Smodis y un espectacular Papaloukas no fueron suficientes frente a las estrellas locales que tuvieron más sangre fría en los momentos finales, apoyadas ayer por el sexto hombre (16000 griegos enfervorecidos) que jugó un papel vital. Impresionante Siskaukas y determinante Batiste en los últimos minutos con auténticos canastones y por encima de ellos, un base que reúne absolutamente todas las virtudes que exige el puesto de base por definición, Diamantidis.

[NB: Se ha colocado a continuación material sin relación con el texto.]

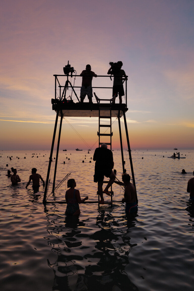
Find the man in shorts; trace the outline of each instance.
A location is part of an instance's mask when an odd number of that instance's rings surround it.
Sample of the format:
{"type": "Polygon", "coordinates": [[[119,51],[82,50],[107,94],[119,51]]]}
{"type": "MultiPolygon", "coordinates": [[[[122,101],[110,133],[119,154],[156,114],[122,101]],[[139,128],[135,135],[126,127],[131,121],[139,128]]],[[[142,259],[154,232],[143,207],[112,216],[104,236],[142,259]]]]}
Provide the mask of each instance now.
{"type": "Polygon", "coordinates": [[[20,178],[17,175],[17,170],[16,169],[14,169],[13,170],[13,174],[11,176],[10,179],[12,183],[12,185],[17,185],[18,182],[21,182],[20,178]]]}
{"type": "MultiPolygon", "coordinates": [[[[194,176],[194,171],[193,173],[194,176]]],[[[194,177],[188,181],[187,192],[190,193],[190,199],[194,201],[194,177]]]]}
{"type": "Polygon", "coordinates": [[[114,182],[116,177],[112,168],[114,166],[113,153],[107,148],[107,145],[103,143],[100,148],[95,150],[93,160],[95,161],[95,171],[94,175],[94,182],[98,182],[98,194],[101,198],[100,203],[104,204],[104,202],[103,193],[110,196],[108,188],[114,182]],[[107,185],[104,191],[102,189],[104,176],[110,178],[107,185]]]}
{"type": "Polygon", "coordinates": [[[124,186],[124,198],[122,199],[122,203],[125,203],[126,214],[133,216],[137,214],[138,207],[136,200],[136,190],[135,186],[130,182],[130,180],[129,175],[125,173],[122,175],[122,182],[115,181],[115,183],[124,186]]]}
{"type": "Polygon", "coordinates": [[[26,186],[26,189],[29,185],[31,180],[32,180],[32,188],[34,190],[37,189],[37,188],[38,188],[38,188],[40,187],[40,179],[42,181],[43,187],[45,186],[45,181],[40,174],[37,173],[37,170],[35,168],[33,168],[32,169],[32,175],[30,176],[29,180],[26,186]]]}
{"type": "Polygon", "coordinates": [[[80,76],[82,76],[82,82],[80,90],[80,102],[83,102],[85,97],[87,95],[88,96],[89,102],[92,102],[92,97],[93,97],[92,94],[92,95],[91,96],[91,86],[92,80],[93,77],[97,77],[97,75],[94,72],[91,71],[91,66],[90,65],[86,65],[86,70],[82,71],[80,74],[80,76]],[[91,78],[90,76],[92,76],[91,78]],[[86,77],[88,76],[88,77],[86,77]]]}
{"type": "MultiPolygon", "coordinates": [[[[112,65],[110,68],[107,73],[108,75],[111,74],[114,76],[113,86],[113,98],[114,99],[117,97],[119,94],[119,104],[122,103],[122,96],[124,95],[123,85],[123,76],[124,76],[126,80],[127,79],[124,70],[121,70],[123,63],[121,61],[117,62],[117,65],[112,65]]],[[[113,102],[115,103],[115,99],[113,102]]]]}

Papaloukas, el mejor entre los mejores en el partido de ayer, no fue designado MVP debido a la derrota de su equipo y tiene que conformarse “solo” con ser MVP de la euroliga. Diamantidis fue el MVP de la Final Four y su equipo se llevo el cuarto entorchado europeo. También fue el sexto título de Obradovic, después de Partizán(92), Joventut(94), Real Madrid(95), y Panathinaikos(2000),(2002),(2007).
Ayer también pudimos volver a comprobar hasta que punto es el desprecio por el baloncesto de TVE. Después de desterrar el partido más importante de baloncesto en Europa a Teledeporte, encima nos impidieron ver el primer cuarto de la final ya que no había concluido la final de la copa de Holanda de fútbol entre el Ajax y el AZ Alkmaar. Este interesantísimo partido que tanto interesa, no determinó un ganador hasta la tanda de penaltis con lo que se demoró más de la cuenta. Así los muchísimos aficionados de la liga holandesa pudieron ver acabar su partido y los poco interesados en el basket tuvimos que oírlo por la radio. En fin. Como bien nos dijo Ramón Trecet – “el futuro del baloncesto en España pasa por la Sexta”. Que Dios te oiga.